They Called Me an Idiot! A Review of Web Etiquette

Written by Alvin Apple

Recently I received an email from someone who had read one of my articles online. This reader told me that, while reading my article, she had noticed that I had used "their" where I needed "they're." A simple mistake, but one that could have been avoided with a little better proofreading on my part. I would have been pleased to receive this reminder to be more astute, butrepparttar message didn't stop there. The reader went on to call me, among other things, an idiot.

Now we all make mistakes, and we all have our pet peeves. (Mine happens to be dawdlers.) Clearly this reader's peeve isrepparttar 102127 mixing up of homonyms, and my mistake made me a criminal in her eyes. Thus, hidden behindrepparttar 102128 anonymity of email, she attacked.

As a frequently published author, I am used to criticism, and always open to a reminder to pay more attention, even if that reminder stings a little atrepparttar 102129 time. I am not, however, nor do I think I will ever be, open to being called an idiot. Was I upset by this person? Mildly. Do I think there's a problem with web etiquette in general? Absolutely. The insulting reader wasn't doing anything different than so many other self-appointed web critics do allrepparttar 102130 time.

The basic problem with web etiquette lies inrepparttar 102131 inherent anonymity of e-correspondence. The fact that we can't see someone, or hear their voice, does not entitle us to treat them rudely. Anonymity makes us bold, and some of us tend to forget our manners when sending emails or posting on discussion boards. I have a feeling that if this reader had been speaking to me face to facerepparttar 102132 word "idiot" would never have been invoked.
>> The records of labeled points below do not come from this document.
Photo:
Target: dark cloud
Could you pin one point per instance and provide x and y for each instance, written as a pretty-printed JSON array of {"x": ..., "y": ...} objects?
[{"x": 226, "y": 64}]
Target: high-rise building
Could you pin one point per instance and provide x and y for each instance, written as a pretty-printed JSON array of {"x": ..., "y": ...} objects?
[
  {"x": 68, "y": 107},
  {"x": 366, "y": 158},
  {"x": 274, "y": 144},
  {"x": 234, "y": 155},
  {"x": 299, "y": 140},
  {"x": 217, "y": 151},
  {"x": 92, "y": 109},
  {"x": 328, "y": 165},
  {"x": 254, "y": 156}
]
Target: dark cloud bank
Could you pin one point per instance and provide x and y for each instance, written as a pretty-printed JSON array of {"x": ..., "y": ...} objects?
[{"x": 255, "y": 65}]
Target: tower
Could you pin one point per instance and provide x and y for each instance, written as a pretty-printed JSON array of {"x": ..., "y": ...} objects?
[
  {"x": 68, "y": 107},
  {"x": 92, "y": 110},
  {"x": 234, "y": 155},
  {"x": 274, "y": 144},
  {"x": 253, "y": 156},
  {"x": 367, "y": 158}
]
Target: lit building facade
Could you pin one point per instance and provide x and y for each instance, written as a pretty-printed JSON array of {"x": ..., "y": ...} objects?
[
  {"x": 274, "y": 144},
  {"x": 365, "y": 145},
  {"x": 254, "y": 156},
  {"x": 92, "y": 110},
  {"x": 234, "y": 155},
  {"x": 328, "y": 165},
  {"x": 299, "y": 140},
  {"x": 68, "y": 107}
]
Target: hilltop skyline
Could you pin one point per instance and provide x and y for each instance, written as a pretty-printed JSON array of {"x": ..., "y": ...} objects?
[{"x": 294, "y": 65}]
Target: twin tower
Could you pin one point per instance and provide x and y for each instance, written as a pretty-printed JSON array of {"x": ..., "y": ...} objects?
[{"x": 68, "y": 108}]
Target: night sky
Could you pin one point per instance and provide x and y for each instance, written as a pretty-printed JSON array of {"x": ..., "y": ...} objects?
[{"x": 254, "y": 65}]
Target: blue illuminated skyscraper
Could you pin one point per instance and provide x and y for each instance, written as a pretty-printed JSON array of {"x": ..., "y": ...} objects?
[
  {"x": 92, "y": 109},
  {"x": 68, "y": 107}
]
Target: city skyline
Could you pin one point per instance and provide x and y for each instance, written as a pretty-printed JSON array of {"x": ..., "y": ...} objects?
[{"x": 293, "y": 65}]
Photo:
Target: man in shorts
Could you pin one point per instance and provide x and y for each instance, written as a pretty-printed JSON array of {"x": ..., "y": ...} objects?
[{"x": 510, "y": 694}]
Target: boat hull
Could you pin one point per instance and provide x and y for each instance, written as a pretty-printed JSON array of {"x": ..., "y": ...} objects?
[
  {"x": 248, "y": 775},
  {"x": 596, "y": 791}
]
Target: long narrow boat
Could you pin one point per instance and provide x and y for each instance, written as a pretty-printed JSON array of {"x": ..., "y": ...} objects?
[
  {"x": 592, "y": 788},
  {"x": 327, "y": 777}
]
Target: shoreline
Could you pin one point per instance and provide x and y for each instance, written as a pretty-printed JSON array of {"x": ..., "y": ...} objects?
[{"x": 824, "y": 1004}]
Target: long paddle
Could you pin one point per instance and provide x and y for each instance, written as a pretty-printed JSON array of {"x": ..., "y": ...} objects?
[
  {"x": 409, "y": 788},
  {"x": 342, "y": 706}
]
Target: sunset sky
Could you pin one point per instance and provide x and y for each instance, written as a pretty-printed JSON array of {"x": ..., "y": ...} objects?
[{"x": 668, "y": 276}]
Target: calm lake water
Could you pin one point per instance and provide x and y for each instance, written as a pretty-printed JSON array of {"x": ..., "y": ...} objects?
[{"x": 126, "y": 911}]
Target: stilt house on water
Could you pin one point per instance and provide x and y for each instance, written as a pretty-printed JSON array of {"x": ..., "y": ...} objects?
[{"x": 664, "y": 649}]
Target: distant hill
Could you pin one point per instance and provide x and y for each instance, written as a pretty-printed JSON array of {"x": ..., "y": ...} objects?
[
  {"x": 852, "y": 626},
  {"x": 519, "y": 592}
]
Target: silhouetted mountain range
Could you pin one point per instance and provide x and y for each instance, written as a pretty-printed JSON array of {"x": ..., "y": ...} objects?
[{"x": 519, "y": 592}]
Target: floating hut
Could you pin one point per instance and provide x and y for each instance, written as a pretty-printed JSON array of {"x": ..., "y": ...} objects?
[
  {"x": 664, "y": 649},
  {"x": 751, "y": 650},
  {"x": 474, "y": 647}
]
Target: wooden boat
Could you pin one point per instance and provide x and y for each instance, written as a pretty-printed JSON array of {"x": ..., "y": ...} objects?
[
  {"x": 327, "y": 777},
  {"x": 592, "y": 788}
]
Ten Useful Delaying Tactics

Written by Andy Walsh

Imaginerepparttar scene. You need to prepare a report that has to be with your bossrepparttar 102126 following day. It'srepparttar 102127 big one - if you impress him you're on your way up. The success you've craved is only a matter of a few hours away.

But then...

It starts...

Your mind begins to drift and you find other things to occupy your time. The following is a helpful list that will ensure that your report will be delayed and that you'll blow everything you've worked for. Remember, if you do allrepparttar 102128 things on this list, you'll NEVER suffer from executive stress (you'll never be an executive).

1. Start running Norton Anti Virus (or similar). Sit there and watch it work through all your files. Atrepparttar 102129 same time, you could use your Maintenance Wizard and defragment your disk. It's probably been a long time since you've done it so it'll waste a good chunk of time.

2. Check all your old emails. Reply to a few that you've neglected. Check your message rules and create a few new ones. Check out some of repparttar 102130 items onrepparttar 102131 menus that you've not read before.

3. Make coffee. Make lots of it. Invite friends over. Run out of coffee. Have to go torepparttar 102132 supermarket. Meet some more friends. Be invited out for lunch. Drink too much and come back home inrepparttar 102133 small hours ofrepparttar 102134 morning.

4. Look out ofrepparttar 102135 window. Notice things that you've never seen before. Countrepparttar 102136 number of leaves there are onrepparttar 102137 tree opposite.

5. Get online and surf. Find a good chat room. Talk to as many people about today's game as you can. Post a few messages on a message board. Find out what's going on in Boulder. Checkrepparttar 102138 CNN page. Develop an interest in World Politics.

6. Find that CD Tutorial you bought a few years back. 'How to Speak Spanish'. See if you can get further than ordering a beer in a bar.